By contrast, the value of a mother is vastly underestimated. Financial analyst Sylvia Porter states that the twenty-five million full-time homemakers contribute billions to the economy each year, even though their labor is not counted in the gross national product. She calculates that the average mother contributes nearly $30,000 a year in labor and services. She arrived at this figure by calculating an hourly fee for such functions as: nurse-maid, housekeeper, cook, dishwasher, laundress, food buyer, chauffeur, gardener, maintenance person, seamstress, dietician, and practical nurse.
Health costs are also considerable. Young children are still in the process of developing their immunity to certain diseases, and are more likely to get sick when exposed to other children on a daily basis. While some ailments are slight, others can be very serious. For example, infectious diseases (especially those involving the middle ear and hearing ability) are three to four times as prevalent in group care as compared to home care.
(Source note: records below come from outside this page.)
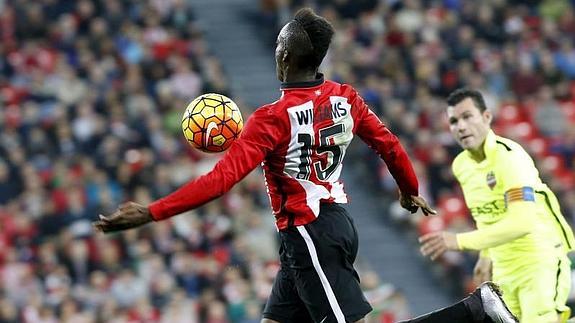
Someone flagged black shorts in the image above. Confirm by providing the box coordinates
[263,204,372,323]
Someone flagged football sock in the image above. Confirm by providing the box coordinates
[400,293,486,323]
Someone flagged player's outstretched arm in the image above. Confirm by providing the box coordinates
[399,191,437,215]
[92,202,153,233]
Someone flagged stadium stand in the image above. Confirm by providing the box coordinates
[259,0,575,310]
[0,0,575,323]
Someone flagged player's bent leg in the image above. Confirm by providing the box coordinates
[402,282,519,323]
[519,257,571,323]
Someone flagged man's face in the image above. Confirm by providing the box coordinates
[447,98,491,151]
[276,24,289,82]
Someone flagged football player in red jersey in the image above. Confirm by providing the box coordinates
[94,8,516,323]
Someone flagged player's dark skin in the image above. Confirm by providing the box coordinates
[93,18,436,323]
[261,22,436,323]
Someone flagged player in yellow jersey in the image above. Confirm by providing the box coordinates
[420,89,575,323]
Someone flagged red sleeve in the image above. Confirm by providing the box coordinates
[350,87,419,196]
[149,108,277,221]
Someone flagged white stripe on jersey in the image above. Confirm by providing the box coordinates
[296,225,345,323]
[284,96,353,216]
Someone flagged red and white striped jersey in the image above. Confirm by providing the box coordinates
[150,75,418,230]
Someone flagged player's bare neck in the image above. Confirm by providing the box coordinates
[284,70,317,83]
[468,144,485,163]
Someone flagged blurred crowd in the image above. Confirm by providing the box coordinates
[0,0,575,323]
[260,0,575,312]
[0,0,286,323]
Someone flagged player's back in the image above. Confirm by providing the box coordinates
[263,80,356,228]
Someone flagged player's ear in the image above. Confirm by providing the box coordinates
[282,48,291,66]
[483,109,493,124]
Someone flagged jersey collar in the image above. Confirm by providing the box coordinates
[483,129,497,158]
[280,73,324,90]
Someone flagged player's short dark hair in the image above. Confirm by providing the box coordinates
[447,88,487,112]
[286,8,334,69]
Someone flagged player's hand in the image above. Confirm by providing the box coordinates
[92,202,153,233]
[473,257,492,286]
[399,192,437,215]
[419,231,459,260]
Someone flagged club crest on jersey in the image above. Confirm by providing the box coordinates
[485,171,497,190]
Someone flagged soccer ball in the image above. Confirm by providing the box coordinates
[182,93,244,153]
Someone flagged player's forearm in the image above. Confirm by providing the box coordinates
[149,139,264,221]
[457,202,535,250]
[359,124,419,196]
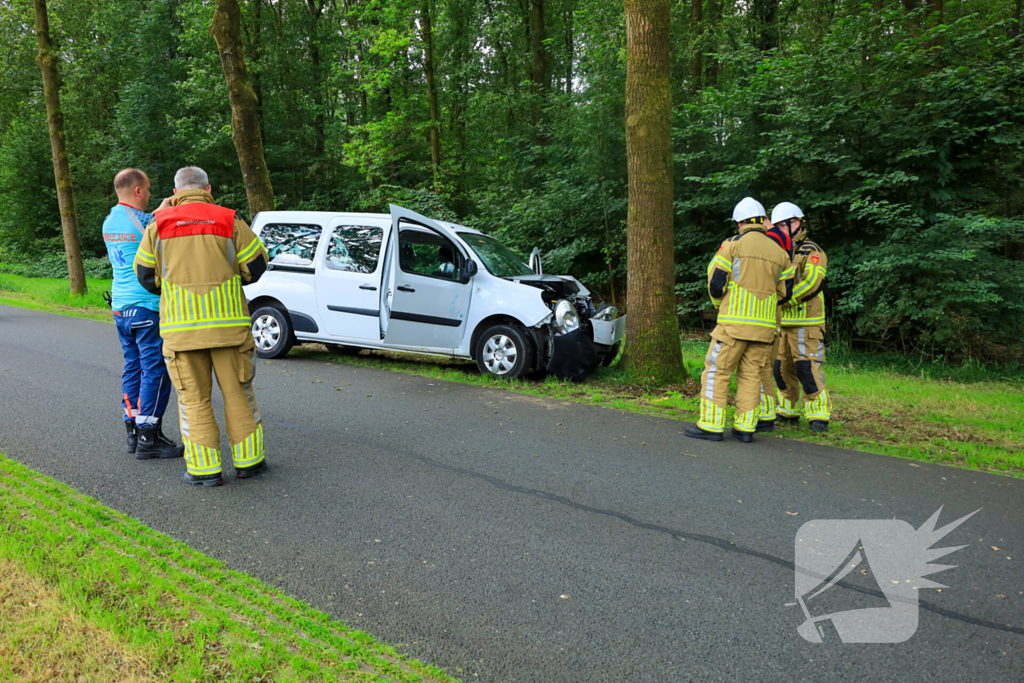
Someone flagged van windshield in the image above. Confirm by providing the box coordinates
[459,232,534,278]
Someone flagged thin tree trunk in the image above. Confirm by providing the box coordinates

Dr. Ron Haskins and Dr. Jonathan Kotch have identified day care attendance as the most significant factor associated with the increased incidence of bacterial meningitis. Likewise, cytomegalovirus (the leading cause of congenital infections in newborns) has also been linked to day care centers. These and other correlations should not be surprising given the intimate contact with so many unrelated children in an environment of playing, sleeping, eating, and using toilet facilities.
As we have seen in this discussion, the costs of day care are high. As Christians we must begin with the biblical foundation found in Psalm 127 that children are "a gift of God." God has entrusted us with our children for a period of time. We cannot and should not shirk our responsibility or pass that responsibility on to others.
At the moment, this nation seems poised to implement a comprehensive, national program of day care. Before we develop national programs that may harm our children, we need to count the costs and make an informed decision.